Figuring out the right name for something is one of the hardest things in software development. There is a lot to a name – the name conveys the concept; get the wrong name and you convey the wrong concept, leading to much confusion, developer irritation and mental pain.

We’re currently working on a new capability in Prism 2.0 that we’ve been calling ‘top-down’ or ‘view-first composition. We’re not really sure whether either of those specific names clearly and succinctly describes what this capability is all about, and so we’ve been having many discussions on the team about what it is exactly that top-down/view-first composition achieves and how it relates to other types of composition. If we can be really clear on those two things, then maybe we can figure out what the best name for it is. In this post I’ll describe what top-down/view-first composition is and how it relates to other types of composition. At the end I hope you’ll agree that ‘view-first’ is a reasonably good name for it. But, if you can think of a more appropriate name we’d dearly love to hear it!

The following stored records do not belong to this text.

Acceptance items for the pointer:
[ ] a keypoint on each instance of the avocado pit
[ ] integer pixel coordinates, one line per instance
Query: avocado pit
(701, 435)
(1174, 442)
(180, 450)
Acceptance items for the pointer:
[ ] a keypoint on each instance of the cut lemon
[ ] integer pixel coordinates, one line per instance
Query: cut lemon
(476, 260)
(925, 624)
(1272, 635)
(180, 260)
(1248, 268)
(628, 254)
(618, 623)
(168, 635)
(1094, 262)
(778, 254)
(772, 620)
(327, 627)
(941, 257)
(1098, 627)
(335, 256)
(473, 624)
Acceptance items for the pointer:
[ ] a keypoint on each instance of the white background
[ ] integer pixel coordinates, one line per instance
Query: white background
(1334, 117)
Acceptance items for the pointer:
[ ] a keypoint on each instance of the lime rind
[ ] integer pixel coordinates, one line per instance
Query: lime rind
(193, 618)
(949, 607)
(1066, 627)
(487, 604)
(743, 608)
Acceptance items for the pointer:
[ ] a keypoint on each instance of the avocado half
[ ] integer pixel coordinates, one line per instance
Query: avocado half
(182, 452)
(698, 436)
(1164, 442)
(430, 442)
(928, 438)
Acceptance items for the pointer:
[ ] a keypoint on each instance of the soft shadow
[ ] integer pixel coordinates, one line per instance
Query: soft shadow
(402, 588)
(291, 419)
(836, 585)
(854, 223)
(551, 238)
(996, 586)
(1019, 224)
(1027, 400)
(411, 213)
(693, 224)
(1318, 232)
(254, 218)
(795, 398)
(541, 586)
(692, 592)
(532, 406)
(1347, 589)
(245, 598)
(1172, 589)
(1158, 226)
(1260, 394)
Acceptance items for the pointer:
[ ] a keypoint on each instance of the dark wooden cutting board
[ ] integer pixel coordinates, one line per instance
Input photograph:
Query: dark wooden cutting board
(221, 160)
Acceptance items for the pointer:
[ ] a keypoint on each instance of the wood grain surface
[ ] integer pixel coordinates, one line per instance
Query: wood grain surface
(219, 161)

Let’s start by defining composition as simply taking a bunch of ‘things’ and combining them to build an application. Different composition patterns describe different ways of composing an application, either by using different ‘things’, or by using a different way of combining the ‘things’. As always in software development, there’s more than one way to skin a cat (apologies to any cats or cat lovers reading this blog) so it isn't surprising that there are different composition patterns, each with its own advantages and disadvantages. Perhaps the most commonly used composition pattern though is the traditional ‘forms and controls’ pattern. Let’s walk through this pattern first and then we can contrast and compare other composition patterns to it.

Forms And Controls

Ah, good old-fashioned forms and controls. Where would we be without forms and controls? They have been the staple diet of UI tier application developers forever (well maybe not forever, but an awfully long time).

Using this composition pattern the developer will build an application by creating a number of forms. On each form they’ll drop one or more visual controls. They’ll configure the controls by setting various properties and then add code to the form to ‘wire’ the child controls up and implement the form’s business logic. The developer will often build controls of their own, and these will often be fairly sophisticated app-specific composite controls that contain many child controls. In fact, since forms are really just specialized types of controls, we can just think of this whole approach as ‘Control-Based Composition’.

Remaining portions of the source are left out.